The Plaintiff asserts that before leaving its employment, he Defendant “took a physical rendering of the tray loading design from Jekson’s facility to a 3D scanning vendor so that he could copy the design.” Op. ¶7.

The defendant then began a competing business, leading to plaintiff’s lawsuit for breach of the restrictions in his employment contract (The non-competition restriction and the confidentiality provision) and his misappropriation of trade secrets.

Consideration for the Restrictions

Defendant argued that he had not received consideration for the noncompetition provision since the Employment Agreement in which it was contained was not executed until 14 days after he began working for the Plaintiff.

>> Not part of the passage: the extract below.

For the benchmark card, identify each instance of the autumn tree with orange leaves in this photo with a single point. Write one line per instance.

Judge Davis agreed to some extent. He said “It is true that new consideration is necessary to make a non-competition agreement enforceable when it is signed after employment has begun.” Op.¶32.

He noted, however, that “our courts have held that no new consideration is required where the parties agreed to the non-competition restriction at the time the employment relationship started, even though the agreement was not reduced to writing until later. Op. ¶33 (citing Battleground Veterinary Hosp., P.C. v. McGeough, 2007 NCBC LEXIS 33, at *15 (N.C. Super. Ct. Oct. 19, 2007) (“It is immaterial that the written contract is executed after the employee starts to work, so long as the terms incorporated therein were agreed upon at the time of employment.”)).

It was Plaintiff’s position that the parties agreed to the Non-Compete at the time Defendant’s employment first began—even though it was not reduced to writing until two weeks later. Op. ¶35.

Judge Davis ruled that it would be premature, at the Motion to Dismiss stage, to resolve the disputed issue of whether the non-compete had been agreed to at the outset of Defendants employment. He held that the plaintiff would need to prove its assertion that the restriction had been agreed to at the outset of employment at a later stage of the litigation. Op. ¶35.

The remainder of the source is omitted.